The company’s open-core API strategy also contrasts with the walled gardens of Intercom and Zendesk, which restrict third-party access to core features. “This is a direct shot at the ‘platform lock-in’ model that’s kept enterprise SaaS profitable for decades,” says James Park, CEO of Hong Kong’s AI ethics think tank,
“If Respond.io’s model proves cost-effective, it could force Western incumbents to either match their openness or risk losing market share.”
The 30-second verdict
Respond.io isn’t just another AI chatbot—it’s a full-stack replacement for traditional customer service teams, combining RAG-powered knowledge graphs with real-time API integrations. Its pay-per-conversation model could disrupt the $30B enterprise messaging market, but success hinges on maintaining sub-300ms latency at scale and avoiding the hallucination pitfalls that have sunk competitors. With acquisitions in the crosshairs and a regional-first strategy, the company is positioning itself as the anti-Zendesk—open, cost-efficient, and built for Asia’s unique needs.

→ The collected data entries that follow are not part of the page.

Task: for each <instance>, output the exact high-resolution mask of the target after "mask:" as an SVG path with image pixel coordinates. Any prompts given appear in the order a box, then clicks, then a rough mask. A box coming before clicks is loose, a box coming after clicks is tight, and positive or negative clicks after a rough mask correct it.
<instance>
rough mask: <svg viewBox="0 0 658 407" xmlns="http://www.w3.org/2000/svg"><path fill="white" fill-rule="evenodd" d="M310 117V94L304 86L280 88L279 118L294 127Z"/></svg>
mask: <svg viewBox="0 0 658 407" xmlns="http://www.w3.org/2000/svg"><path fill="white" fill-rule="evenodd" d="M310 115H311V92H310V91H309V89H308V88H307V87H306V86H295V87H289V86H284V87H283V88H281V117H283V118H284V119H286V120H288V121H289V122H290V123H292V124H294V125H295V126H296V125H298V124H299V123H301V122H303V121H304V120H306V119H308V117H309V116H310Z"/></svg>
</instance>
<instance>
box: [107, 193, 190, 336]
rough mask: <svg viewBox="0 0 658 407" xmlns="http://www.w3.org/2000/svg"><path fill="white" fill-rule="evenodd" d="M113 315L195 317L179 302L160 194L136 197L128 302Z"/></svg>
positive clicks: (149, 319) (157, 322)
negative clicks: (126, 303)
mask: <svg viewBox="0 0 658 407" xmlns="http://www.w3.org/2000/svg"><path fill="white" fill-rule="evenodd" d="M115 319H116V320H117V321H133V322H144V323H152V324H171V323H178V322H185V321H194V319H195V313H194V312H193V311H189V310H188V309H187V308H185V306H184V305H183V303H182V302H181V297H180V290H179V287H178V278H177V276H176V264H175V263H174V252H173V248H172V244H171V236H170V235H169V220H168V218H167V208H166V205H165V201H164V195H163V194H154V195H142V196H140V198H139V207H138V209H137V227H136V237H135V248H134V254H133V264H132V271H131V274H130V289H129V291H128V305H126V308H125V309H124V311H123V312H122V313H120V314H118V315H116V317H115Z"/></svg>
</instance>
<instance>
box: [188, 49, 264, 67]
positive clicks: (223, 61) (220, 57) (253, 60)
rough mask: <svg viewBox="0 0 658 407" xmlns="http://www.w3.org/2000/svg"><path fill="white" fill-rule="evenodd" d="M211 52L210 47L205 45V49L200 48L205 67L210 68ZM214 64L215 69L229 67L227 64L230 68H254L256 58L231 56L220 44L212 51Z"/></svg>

For developers, the open-core API and WebSocket support make it a compelling alternative to closed ecosystems. Enterprises should monitor its compliance plugins, which could redefine how regional businesses handle data sovereignty. And investors? The $62.5M war chest suggests this isn’t just another Southeast Asian unicorn—it’s a player with global ambitions.